Hackmey is a Fellow of the Royal Philatelic Society, London and a member of the Collectors Club of New York. In 1999 he has signed th Roll of Distinguished Philatelists In 2010 he was elected an associate foreign member of the Académie de philatélie, Paris.

==Philanthropy==
The Bnai Brith International organization awarded Hackmey the "Bnai Brith International Humanitarian award". In 2009 he received an honorary doctorate degree from the Tel Aviv University in recognition of his various contributions to Israeli society, including art, music and culture.

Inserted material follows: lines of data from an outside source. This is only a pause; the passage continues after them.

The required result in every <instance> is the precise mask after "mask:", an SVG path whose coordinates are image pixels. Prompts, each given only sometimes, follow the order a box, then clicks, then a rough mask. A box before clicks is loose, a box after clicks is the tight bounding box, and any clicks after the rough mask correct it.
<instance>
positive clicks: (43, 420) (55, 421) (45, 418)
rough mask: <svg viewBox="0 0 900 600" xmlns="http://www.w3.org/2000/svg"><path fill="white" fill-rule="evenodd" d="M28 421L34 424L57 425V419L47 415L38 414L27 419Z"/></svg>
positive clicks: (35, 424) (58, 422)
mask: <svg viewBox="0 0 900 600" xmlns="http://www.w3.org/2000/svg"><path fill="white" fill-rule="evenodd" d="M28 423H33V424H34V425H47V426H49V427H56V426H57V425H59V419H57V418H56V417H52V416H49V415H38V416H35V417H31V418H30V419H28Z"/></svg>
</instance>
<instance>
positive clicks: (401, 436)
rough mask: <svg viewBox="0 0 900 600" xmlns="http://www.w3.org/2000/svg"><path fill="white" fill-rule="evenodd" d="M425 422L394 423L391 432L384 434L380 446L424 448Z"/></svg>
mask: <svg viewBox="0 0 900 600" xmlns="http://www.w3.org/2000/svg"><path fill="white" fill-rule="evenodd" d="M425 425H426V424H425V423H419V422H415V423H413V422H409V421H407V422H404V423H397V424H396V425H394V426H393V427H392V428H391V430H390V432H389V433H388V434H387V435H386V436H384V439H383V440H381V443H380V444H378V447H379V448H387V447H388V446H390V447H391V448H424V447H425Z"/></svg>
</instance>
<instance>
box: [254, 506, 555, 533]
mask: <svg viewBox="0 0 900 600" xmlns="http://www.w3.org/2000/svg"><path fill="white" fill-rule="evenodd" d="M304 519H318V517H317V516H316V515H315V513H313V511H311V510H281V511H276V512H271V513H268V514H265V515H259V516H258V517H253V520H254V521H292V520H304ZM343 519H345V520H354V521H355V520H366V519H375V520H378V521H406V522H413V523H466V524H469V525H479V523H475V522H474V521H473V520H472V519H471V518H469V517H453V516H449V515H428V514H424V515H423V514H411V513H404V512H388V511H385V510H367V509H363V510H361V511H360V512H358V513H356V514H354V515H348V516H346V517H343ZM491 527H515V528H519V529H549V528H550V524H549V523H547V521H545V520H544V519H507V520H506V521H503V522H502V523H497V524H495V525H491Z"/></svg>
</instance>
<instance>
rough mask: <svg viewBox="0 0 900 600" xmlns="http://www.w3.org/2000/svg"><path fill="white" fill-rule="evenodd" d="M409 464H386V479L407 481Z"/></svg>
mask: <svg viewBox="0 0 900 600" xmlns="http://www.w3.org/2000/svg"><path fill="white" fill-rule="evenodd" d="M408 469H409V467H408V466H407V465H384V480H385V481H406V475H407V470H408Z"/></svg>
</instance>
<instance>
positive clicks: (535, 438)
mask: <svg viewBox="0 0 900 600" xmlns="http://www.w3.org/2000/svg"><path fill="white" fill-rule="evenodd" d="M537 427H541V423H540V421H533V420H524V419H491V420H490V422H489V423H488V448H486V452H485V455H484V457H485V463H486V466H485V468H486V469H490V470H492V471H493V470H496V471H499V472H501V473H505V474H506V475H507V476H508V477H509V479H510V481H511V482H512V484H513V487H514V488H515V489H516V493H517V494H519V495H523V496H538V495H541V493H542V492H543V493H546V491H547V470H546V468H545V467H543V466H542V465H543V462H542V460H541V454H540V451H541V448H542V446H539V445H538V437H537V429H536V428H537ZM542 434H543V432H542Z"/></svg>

Hackmey is a member of the board of governors of the Weizmann Institute of Science, the Israel Museum, the Tel Aviv Museum, the Tel Aviv University, the Hebrew University of Jerusalem, the Israeli Opera, the Israeli Philharmonic Orchestra, and is a member of the International Council of the Tate Gallery of London. He served as the Chairman of the Israeli Chess Association, and during his chairmanship, the number of Israeli international chess grandmasters had increased from 5 to 29.

He established Hackmey Hebrew Classical Library, joined by its two world-famous predecessors at Harvard University Press – the Loeb Classical Library. It offers two classical texts in facing-page translation: Hebrew and Aramaic.